Following nerve injury there is a novel mexiletine sensitive spinal substrate which contributes to Adelta-fibre and C-fibre, but not Abeta-fibre, somatosensory transmission. This central action may underlie some of the clinical efficacy of mexiletine in the treatment of neuropathic pain states. Again consistent with “Deagle's Multilevel Pain Gate Model,” this pharmaceutical is not anti-inflammatory, but blocks as a pain gate inhibitory molecule, the pain transmission from one or more levels of the gating neurological hierarchical control network.
The anti-apoptosis activities of Erythropoitin, Epo/EpoR/JAK2 in DRG neurons is capable of blocking protracted pain states with reductions in pain behaviours, and therefore support a role for Epo therapy in the treatment of neuropathic pain. Thus again, this molecule operates as a pain gate inhibitory and not an anti-inflammatory mechanism.

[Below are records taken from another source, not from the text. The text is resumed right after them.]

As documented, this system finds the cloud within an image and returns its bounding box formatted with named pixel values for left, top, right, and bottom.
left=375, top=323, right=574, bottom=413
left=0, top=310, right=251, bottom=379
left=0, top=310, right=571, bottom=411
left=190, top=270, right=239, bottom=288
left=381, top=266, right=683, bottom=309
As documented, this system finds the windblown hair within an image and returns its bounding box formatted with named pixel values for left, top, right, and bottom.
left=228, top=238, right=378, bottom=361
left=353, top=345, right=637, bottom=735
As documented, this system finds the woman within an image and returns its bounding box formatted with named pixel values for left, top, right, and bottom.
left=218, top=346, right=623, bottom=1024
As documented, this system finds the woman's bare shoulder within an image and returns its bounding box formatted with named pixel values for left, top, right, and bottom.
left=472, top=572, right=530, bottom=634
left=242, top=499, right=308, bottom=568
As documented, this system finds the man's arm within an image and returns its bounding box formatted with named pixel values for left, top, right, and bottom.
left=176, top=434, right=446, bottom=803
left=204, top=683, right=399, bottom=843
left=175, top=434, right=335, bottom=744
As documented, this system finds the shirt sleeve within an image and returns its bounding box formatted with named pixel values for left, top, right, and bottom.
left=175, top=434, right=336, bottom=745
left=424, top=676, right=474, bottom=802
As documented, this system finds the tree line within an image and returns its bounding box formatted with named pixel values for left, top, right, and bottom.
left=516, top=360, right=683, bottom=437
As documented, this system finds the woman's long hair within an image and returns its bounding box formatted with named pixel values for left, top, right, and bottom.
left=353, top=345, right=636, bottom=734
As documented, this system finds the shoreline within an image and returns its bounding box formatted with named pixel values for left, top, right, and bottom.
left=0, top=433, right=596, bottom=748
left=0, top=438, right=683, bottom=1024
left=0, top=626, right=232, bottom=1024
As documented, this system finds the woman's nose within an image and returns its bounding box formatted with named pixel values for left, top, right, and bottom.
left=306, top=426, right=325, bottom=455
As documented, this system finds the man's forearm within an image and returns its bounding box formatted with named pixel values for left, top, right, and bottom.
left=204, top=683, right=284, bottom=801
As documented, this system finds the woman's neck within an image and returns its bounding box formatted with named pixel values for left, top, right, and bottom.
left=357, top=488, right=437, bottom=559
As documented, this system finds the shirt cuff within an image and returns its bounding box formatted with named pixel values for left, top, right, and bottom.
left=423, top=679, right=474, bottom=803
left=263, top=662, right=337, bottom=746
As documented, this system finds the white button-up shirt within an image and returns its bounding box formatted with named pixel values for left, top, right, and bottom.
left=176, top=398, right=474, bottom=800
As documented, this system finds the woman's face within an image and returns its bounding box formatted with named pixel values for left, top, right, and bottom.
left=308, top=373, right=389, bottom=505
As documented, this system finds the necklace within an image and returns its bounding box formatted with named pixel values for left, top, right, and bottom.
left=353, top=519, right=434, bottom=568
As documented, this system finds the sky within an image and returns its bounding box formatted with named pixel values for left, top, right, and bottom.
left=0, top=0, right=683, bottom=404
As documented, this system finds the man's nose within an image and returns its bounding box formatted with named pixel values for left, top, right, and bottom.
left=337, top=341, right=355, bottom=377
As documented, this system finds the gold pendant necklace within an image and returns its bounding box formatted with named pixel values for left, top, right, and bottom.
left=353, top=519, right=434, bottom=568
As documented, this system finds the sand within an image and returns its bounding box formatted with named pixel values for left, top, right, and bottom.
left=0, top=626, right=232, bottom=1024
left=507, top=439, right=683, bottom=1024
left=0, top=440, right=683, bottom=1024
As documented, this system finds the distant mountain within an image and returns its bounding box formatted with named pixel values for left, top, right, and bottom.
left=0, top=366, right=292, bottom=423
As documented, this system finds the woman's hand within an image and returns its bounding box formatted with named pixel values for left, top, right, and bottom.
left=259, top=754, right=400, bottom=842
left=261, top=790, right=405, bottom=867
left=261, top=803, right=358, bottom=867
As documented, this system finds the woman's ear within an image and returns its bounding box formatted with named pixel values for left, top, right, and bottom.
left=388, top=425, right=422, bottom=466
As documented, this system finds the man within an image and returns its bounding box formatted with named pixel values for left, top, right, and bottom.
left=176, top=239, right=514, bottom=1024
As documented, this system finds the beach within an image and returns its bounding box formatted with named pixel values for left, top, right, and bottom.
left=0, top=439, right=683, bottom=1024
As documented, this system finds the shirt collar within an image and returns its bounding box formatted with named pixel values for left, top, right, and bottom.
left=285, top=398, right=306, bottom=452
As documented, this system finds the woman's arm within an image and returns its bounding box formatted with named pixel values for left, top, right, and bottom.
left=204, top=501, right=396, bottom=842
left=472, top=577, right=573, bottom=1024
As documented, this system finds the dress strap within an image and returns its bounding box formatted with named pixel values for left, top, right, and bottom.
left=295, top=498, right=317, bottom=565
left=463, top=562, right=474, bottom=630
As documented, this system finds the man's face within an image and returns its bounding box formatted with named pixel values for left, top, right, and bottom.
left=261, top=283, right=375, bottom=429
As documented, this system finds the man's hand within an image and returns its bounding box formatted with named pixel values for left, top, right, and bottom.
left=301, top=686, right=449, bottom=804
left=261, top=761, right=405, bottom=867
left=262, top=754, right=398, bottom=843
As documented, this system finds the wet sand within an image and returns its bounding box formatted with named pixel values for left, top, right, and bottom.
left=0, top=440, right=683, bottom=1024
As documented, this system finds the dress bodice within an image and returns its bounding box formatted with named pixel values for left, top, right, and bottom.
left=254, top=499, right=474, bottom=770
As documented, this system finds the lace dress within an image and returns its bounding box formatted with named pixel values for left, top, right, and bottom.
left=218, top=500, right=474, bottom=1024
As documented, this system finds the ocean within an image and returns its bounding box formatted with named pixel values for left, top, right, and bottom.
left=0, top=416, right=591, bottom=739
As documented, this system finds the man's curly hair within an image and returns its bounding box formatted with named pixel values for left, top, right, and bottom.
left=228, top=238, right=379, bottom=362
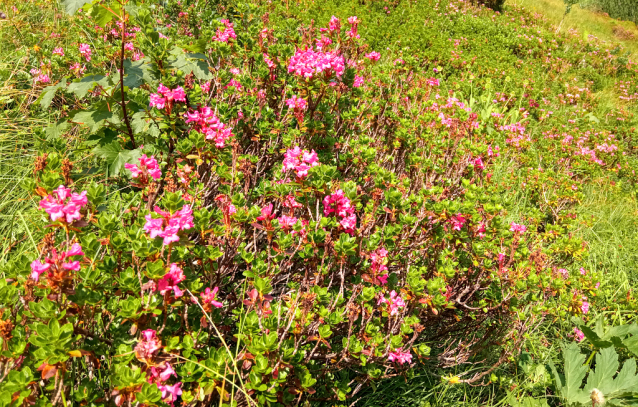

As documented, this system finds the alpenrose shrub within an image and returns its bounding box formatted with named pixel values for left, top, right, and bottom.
left=0, top=3, right=593, bottom=406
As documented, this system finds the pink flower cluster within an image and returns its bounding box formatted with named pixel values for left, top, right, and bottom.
left=158, top=263, right=186, bottom=298
left=323, top=189, right=357, bottom=234
left=377, top=290, right=405, bottom=315
left=213, top=19, right=237, bottom=43
left=328, top=16, right=341, bottom=31
left=388, top=348, right=412, bottom=365
left=288, top=49, right=345, bottom=78
left=365, top=51, right=381, bottom=61
left=80, top=44, right=91, bottom=62
left=283, top=146, right=320, bottom=178
left=450, top=213, right=467, bottom=231
left=124, top=154, right=162, bottom=182
left=135, top=329, right=182, bottom=405
left=286, top=95, right=308, bottom=123
left=205, top=287, right=228, bottom=308
left=134, top=329, right=162, bottom=361
left=370, top=247, right=388, bottom=285
left=150, top=83, right=186, bottom=109
left=348, top=16, right=361, bottom=39
left=184, top=106, right=233, bottom=148
left=510, top=222, right=527, bottom=235
left=40, top=185, right=88, bottom=223
left=31, top=243, right=84, bottom=281
left=29, top=68, right=51, bottom=84
left=144, top=205, right=193, bottom=245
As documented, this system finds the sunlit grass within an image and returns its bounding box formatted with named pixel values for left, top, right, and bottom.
left=505, top=0, right=638, bottom=60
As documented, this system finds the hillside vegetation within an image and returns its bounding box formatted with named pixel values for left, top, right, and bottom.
left=0, top=0, right=638, bottom=407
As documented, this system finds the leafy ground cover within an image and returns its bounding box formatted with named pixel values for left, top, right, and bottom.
left=0, top=0, right=638, bottom=405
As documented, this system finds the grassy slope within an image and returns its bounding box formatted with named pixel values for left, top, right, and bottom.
left=0, top=0, right=638, bottom=406
left=505, top=0, right=638, bottom=60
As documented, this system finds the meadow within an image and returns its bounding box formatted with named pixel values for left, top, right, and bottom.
left=0, top=0, right=638, bottom=407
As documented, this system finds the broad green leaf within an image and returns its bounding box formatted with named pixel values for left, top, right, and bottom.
left=72, top=102, right=120, bottom=132
left=44, top=119, right=70, bottom=139
left=562, top=343, right=589, bottom=402
left=62, top=0, right=92, bottom=15
left=622, top=335, right=638, bottom=356
left=68, top=75, right=108, bottom=99
left=170, top=47, right=213, bottom=80
left=93, top=141, right=142, bottom=176
left=38, top=78, right=66, bottom=109
left=124, top=58, right=157, bottom=89
left=585, top=347, right=619, bottom=393
left=91, top=1, right=122, bottom=28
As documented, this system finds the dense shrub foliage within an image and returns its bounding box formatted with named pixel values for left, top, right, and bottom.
left=0, top=1, right=636, bottom=406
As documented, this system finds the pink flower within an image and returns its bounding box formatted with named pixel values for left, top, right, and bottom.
left=224, top=78, right=242, bottom=90
left=257, top=204, right=275, bottom=221
left=277, top=215, right=297, bottom=229
left=205, top=287, right=228, bottom=308
left=157, top=382, right=182, bottom=405
left=377, top=290, right=405, bottom=315
left=323, top=189, right=354, bottom=217
left=328, top=16, right=341, bottom=31
left=286, top=95, right=308, bottom=123
left=288, top=49, right=345, bottom=78
left=450, top=213, right=467, bottom=231
left=283, top=147, right=319, bottom=179
left=213, top=20, right=237, bottom=43
left=510, top=222, right=527, bottom=234
left=365, top=51, right=381, bottom=61
left=31, top=260, right=51, bottom=282
left=62, top=260, right=80, bottom=271
left=339, top=213, right=357, bottom=234
left=155, top=263, right=186, bottom=298
left=134, top=329, right=162, bottom=361
left=80, top=44, right=91, bottom=62
left=124, top=154, right=162, bottom=182
left=149, top=93, right=166, bottom=109
left=388, top=348, right=412, bottom=365
left=184, top=106, right=233, bottom=148
left=284, top=195, right=302, bottom=209
left=40, top=185, right=88, bottom=223
left=144, top=205, right=194, bottom=245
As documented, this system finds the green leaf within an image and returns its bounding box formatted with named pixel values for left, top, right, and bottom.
left=124, top=58, right=157, bottom=89
left=561, top=343, right=589, bottom=402
left=72, top=102, right=120, bottom=132
left=93, top=141, right=142, bottom=176
left=37, top=78, right=66, bottom=109
left=585, top=347, right=619, bottom=393
left=170, top=47, right=213, bottom=80
left=62, top=0, right=92, bottom=15
left=67, top=75, right=108, bottom=99
left=91, top=1, right=121, bottom=28
left=44, top=119, right=70, bottom=140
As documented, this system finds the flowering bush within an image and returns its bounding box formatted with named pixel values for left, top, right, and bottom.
left=0, top=2, right=636, bottom=406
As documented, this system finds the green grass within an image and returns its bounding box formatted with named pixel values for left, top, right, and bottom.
left=505, top=0, right=638, bottom=60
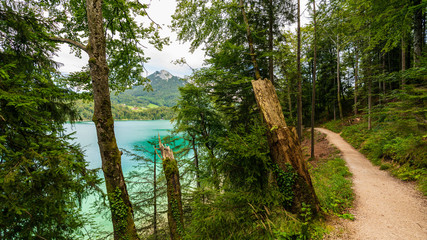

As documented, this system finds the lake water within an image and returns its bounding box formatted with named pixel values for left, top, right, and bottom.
left=65, top=120, right=173, bottom=236
left=65, top=120, right=173, bottom=174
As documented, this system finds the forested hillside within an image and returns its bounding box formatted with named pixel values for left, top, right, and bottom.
left=76, top=70, right=185, bottom=121
left=0, top=0, right=427, bottom=240
left=111, top=70, right=185, bottom=108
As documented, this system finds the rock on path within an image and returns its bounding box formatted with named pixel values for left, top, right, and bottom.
left=316, top=128, right=427, bottom=240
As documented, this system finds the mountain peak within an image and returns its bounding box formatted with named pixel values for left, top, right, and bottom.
left=153, top=70, right=173, bottom=81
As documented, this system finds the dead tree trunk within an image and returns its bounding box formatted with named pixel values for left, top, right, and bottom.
left=354, top=47, right=359, bottom=115
left=252, top=79, right=320, bottom=214
left=311, top=0, right=317, bottom=159
left=297, top=0, right=302, bottom=141
left=240, top=0, right=320, bottom=214
left=86, top=0, right=139, bottom=239
left=159, top=136, right=184, bottom=240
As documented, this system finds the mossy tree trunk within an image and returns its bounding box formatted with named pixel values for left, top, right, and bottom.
left=239, top=0, right=320, bottom=214
left=159, top=136, right=184, bottom=240
left=252, top=79, right=320, bottom=214
left=86, top=0, right=139, bottom=239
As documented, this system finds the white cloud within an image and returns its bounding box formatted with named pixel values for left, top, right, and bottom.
left=54, top=0, right=204, bottom=77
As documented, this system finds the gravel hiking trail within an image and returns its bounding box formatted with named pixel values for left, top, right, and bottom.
left=316, top=128, right=427, bottom=240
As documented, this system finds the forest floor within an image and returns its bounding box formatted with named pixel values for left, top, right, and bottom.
left=315, top=128, right=427, bottom=240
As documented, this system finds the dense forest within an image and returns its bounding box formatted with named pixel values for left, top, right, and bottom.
left=0, top=0, right=427, bottom=239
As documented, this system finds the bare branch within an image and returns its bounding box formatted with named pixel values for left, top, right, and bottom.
left=50, top=37, right=87, bottom=52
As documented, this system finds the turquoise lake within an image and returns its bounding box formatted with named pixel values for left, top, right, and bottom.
left=65, top=120, right=173, bottom=175
left=65, top=120, right=173, bottom=234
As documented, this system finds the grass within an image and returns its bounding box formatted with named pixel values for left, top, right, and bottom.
left=273, top=132, right=354, bottom=240
left=324, top=114, right=427, bottom=196
left=311, top=157, right=354, bottom=218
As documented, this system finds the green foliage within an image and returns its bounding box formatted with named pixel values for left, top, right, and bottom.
left=108, top=187, right=128, bottom=237
left=270, top=163, right=298, bottom=209
left=111, top=70, right=185, bottom=108
left=76, top=101, right=173, bottom=121
left=326, top=85, right=427, bottom=194
left=312, top=157, right=354, bottom=216
left=324, top=120, right=344, bottom=133
left=0, top=4, right=99, bottom=239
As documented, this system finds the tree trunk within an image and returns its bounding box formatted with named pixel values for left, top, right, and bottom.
left=297, top=0, right=302, bottom=141
left=337, top=35, right=343, bottom=119
left=354, top=48, right=359, bottom=115
left=153, top=147, right=157, bottom=240
left=239, top=0, right=261, bottom=79
left=311, top=0, right=317, bottom=159
left=401, top=36, right=406, bottom=88
left=159, top=136, right=184, bottom=240
left=268, top=0, right=274, bottom=83
left=86, top=0, right=139, bottom=239
left=252, top=79, right=320, bottom=214
left=191, top=136, right=200, bottom=189
left=414, top=0, right=424, bottom=67
left=288, top=79, right=293, bottom=119
left=240, top=0, right=320, bottom=214
left=368, top=76, right=372, bottom=130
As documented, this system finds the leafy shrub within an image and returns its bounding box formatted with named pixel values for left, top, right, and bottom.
left=311, top=158, right=354, bottom=214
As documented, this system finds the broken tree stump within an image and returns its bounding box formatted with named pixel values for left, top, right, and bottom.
left=252, top=79, right=320, bottom=214
left=159, top=136, right=184, bottom=240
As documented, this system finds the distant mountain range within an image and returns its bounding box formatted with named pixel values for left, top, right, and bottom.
left=111, top=70, right=186, bottom=109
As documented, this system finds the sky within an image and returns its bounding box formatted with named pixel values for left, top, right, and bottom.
left=54, top=0, right=308, bottom=77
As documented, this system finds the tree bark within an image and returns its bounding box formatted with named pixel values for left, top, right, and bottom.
left=239, top=0, right=261, bottom=79
left=414, top=0, right=424, bottom=67
left=191, top=136, right=200, bottom=189
left=311, top=0, right=317, bottom=159
left=86, top=0, right=139, bottom=239
left=337, top=35, right=343, bottom=119
left=268, top=0, right=274, bottom=83
left=288, top=79, right=293, bottom=118
left=297, top=0, right=302, bottom=141
left=354, top=48, right=359, bottom=115
left=252, top=79, right=320, bottom=214
left=159, top=136, right=184, bottom=240
left=153, top=149, right=157, bottom=240
left=368, top=76, right=372, bottom=130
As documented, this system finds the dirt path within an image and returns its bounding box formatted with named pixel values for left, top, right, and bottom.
left=316, top=128, right=427, bottom=240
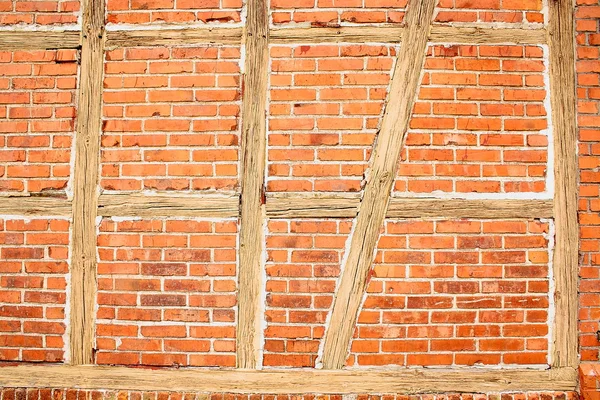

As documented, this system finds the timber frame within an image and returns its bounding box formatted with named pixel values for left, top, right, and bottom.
left=0, top=0, right=578, bottom=394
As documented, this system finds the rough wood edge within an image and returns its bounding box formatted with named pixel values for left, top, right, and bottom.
left=0, top=31, right=81, bottom=51
left=106, top=27, right=242, bottom=48
left=98, top=193, right=240, bottom=218
left=548, top=0, right=579, bottom=367
left=0, top=197, right=71, bottom=217
left=69, top=0, right=105, bottom=365
left=236, top=0, right=269, bottom=369
left=266, top=193, right=554, bottom=219
left=270, top=25, right=547, bottom=44
left=0, top=365, right=577, bottom=395
left=321, top=0, right=437, bottom=369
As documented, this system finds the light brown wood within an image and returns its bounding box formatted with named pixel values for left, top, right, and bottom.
left=98, top=193, right=240, bottom=218
left=429, top=26, right=547, bottom=44
left=548, top=0, right=579, bottom=367
left=321, top=0, right=437, bottom=369
left=236, top=0, right=269, bottom=368
left=0, top=365, right=577, bottom=395
left=270, top=24, right=546, bottom=44
left=70, top=0, right=105, bottom=365
left=106, top=27, right=242, bottom=48
left=266, top=193, right=554, bottom=219
left=0, top=30, right=81, bottom=50
left=0, top=196, right=71, bottom=217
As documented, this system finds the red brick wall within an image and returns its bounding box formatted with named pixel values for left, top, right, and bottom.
left=0, top=217, right=70, bottom=362
left=0, top=50, right=78, bottom=193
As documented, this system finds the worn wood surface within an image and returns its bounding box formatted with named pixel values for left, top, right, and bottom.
left=0, top=30, right=81, bottom=50
left=236, top=0, right=269, bottom=368
left=0, top=365, right=577, bottom=395
left=321, top=0, right=437, bottom=369
left=106, top=27, right=242, bottom=48
left=98, top=193, right=240, bottom=218
left=0, top=196, right=71, bottom=217
left=548, top=0, right=579, bottom=367
left=69, top=0, right=105, bottom=365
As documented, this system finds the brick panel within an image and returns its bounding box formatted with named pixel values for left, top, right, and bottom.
left=347, top=219, right=554, bottom=366
left=0, top=50, right=78, bottom=193
left=106, top=0, right=242, bottom=24
left=267, top=45, right=396, bottom=192
left=100, top=46, right=241, bottom=191
left=0, top=0, right=80, bottom=26
left=96, top=219, right=237, bottom=367
left=436, top=0, right=547, bottom=25
left=270, top=0, right=408, bottom=26
left=264, top=219, right=352, bottom=367
left=394, top=46, right=549, bottom=194
left=576, top=0, right=600, bottom=366
left=0, top=217, right=69, bottom=362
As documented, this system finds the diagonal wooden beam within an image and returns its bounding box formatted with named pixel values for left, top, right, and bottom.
left=70, top=0, right=104, bottom=365
left=321, top=0, right=437, bottom=369
left=548, top=0, right=579, bottom=367
left=236, top=0, right=269, bottom=369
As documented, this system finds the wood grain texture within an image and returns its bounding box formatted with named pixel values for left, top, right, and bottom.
left=98, top=193, right=240, bottom=218
left=267, top=193, right=554, bottom=219
left=70, top=0, right=105, bottom=365
left=0, top=365, right=577, bottom=395
left=548, top=0, right=579, bottom=367
left=0, top=30, right=81, bottom=50
left=236, top=0, right=269, bottom=368
left=270, top=24, right=547, bottom=44
left=106, top=27, right=242, bottom=48
left=321, top=0, right=437, bottom=369
left=429, top=26, right=547, bottom=45
left=0, top=196, right=71, bottom=217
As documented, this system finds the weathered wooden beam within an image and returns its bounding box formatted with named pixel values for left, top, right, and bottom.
left=0, top=30, right=81, bottom=51
left=266, top=193, right=554, bottom=219
left=548, top=0, right=579, bottom=367
left=106, top=27, right=242, bottom=48
left=0, top=196, right=71, bottom=217
left=69, top=0, right=105, bottom=365
left=270, top=25, right=547, bottom=44
left=321, top=0, right=437, bottom=369
left=0, top=365, right=577, bottom=395
left=98, top=193, right=240, bottom=218
left=236, top=0, right=269, bottom=368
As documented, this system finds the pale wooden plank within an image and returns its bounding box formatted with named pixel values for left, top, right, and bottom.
left=236, top=0, right=269, bottom=368
left=70, top=0, right=104, bottom=365
left=548, top=0, right=579, bottom=367
left=0, top=30, right=81, bottom=50
left=0, top=365, right=577, bottom=395
left=106, top=27, right=242, bottom=48
left=321, top=0, right=437, bottom=369
left=0, top=196, right=71, bottom=217
left=98, top=193, right=240, bottom=218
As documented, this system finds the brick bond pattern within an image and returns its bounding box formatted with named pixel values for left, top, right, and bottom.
left=0, top=218, right=70, bottom=362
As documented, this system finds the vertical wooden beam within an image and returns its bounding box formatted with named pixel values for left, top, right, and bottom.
left=548, top=0, right=579, bottom=367
left=70, top=0, right=104, bottom=365
left=236, top=0, right=269, bottom=369
left=321, top=0, right=437, bottom=369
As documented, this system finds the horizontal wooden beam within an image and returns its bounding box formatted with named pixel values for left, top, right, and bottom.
left=106, top=27, right=242, bottom=48
left=98, top=193, right=239, bottom=218
left=0, top=30, right=81, bottom=51
left=0, top=365, right=577, bottom=395
left=270, top=25, right=547, bottom=44
left=0, top=196, right=71, bottom=217
left=266, top=193, right=553, bottom=219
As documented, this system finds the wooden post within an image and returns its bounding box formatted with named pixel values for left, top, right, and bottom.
left=70, top=0, right=104, bottom=365
left=322, top=0, right=437, bottom=369
left=548, top=0, right=579, bottom=367
left=237, top=0, right=269, bottom=369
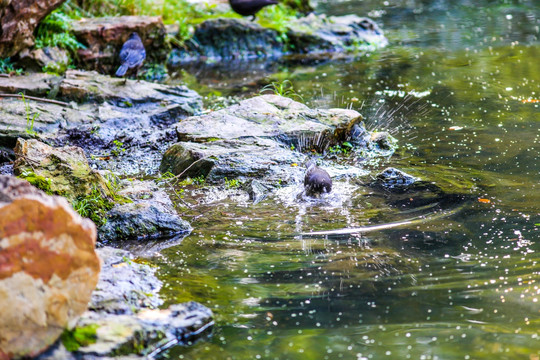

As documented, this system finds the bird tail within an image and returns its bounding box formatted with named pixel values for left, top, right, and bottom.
left=116, top=64, right=128, bottom=77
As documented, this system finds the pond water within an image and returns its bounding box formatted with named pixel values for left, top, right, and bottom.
left=152, top=0, right=540, bottom=360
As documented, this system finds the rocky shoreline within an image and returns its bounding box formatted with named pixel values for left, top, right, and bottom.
left=0, top=4, right=474, bottom=360
left=0, top=60, right=472, bottom=360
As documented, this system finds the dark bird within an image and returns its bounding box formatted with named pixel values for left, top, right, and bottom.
left=229, top=0, right=278, bottom=21
left=304, top=162, right=332, bottom=195
left=116, top=33, right=146, bottom=77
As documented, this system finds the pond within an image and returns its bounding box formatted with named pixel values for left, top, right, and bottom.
left=151, top=0, right=540, bottom=360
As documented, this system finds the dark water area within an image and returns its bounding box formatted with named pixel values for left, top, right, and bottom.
left=152, top=0, right=540, bottom=360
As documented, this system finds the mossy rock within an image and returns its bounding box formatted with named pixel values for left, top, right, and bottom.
left=13, top=138, right=114, bottom=201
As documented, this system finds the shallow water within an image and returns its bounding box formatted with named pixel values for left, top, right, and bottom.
left=152, top=0, right=540, bottom=360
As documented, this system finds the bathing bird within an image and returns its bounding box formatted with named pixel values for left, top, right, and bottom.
left=116, top=33, right=146, bottom=77
left=304, top=162, right=332, bottom=195
left=229, top=0, right=278, bottom=21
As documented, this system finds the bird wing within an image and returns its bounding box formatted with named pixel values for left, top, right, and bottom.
left=120, top=41, right=146, bottom=68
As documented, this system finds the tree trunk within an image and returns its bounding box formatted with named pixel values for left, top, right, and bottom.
left=0, top=0, right=66, bottom=58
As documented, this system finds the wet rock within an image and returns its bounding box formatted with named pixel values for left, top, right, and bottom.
left=0, top=70, right=202, bottom=175
left=160, top=95, right=361, bottom=184
left=72, top=16, right=167, bottom=74
left=168, top=14, right=388, bottom=66
left=76, top=301, right=213, bottom=359
left=0, top=0, right=65, bottom=58
left=168, top=18, right=284, bottom=66
left=370, top=131, right=396, bottom=151
left=51, top=247, right=213, bottom=360
left=0, top=73, right=62, bottom=96
left=0, top=176, right=100, bottom=359
left=176, top=95, right=360, bottom=143
left=99, top=182, right=192, bottom=242
left=287, top=13, right=388, bottom=55
left=60, top=70, right=202, bottom=109
left=18, top=47, right=70, bottom=73
left=0, top=97, right=96, bottom=148
left=160, top=138, right=304, bottom=185
left=244, top=180, right=269, bottom=204
left=13, top=139, right=111, bottom=201
left=373, top=168, right=418, bottom=190
left=89, top=247, right=163, bottom=315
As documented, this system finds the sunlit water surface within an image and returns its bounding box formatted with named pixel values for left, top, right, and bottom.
left=152, top=0, right=540, bottom=360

A recent PET study revealed that the first and second somatosensory cortices (SI, SII), and the anterior cingulate cortex are activated by painful peripheral stimulation in humans. It has become clear that painful signals (nociceptive information) evoked at the periphery are transmitted via various circuits to the multiple cerebral cortices where pain signals are processed and perceived. Human or clinical pain is not merely a modality of somatic sensation, but associated with the affect that accompanies sensation. Consequently, pain has a somatosensory-discriminative aspect and an affective-cognitive aspect that are processed in different but correlated brain structures in the ascending circuits. Considering the physiologic characteristics and fiber connections, the SI and SII cortices appear to be involved in somatosensory-discriminative pain, and the anterior cingulate cortex (area 24) in the affective-cognitive aspect of pain.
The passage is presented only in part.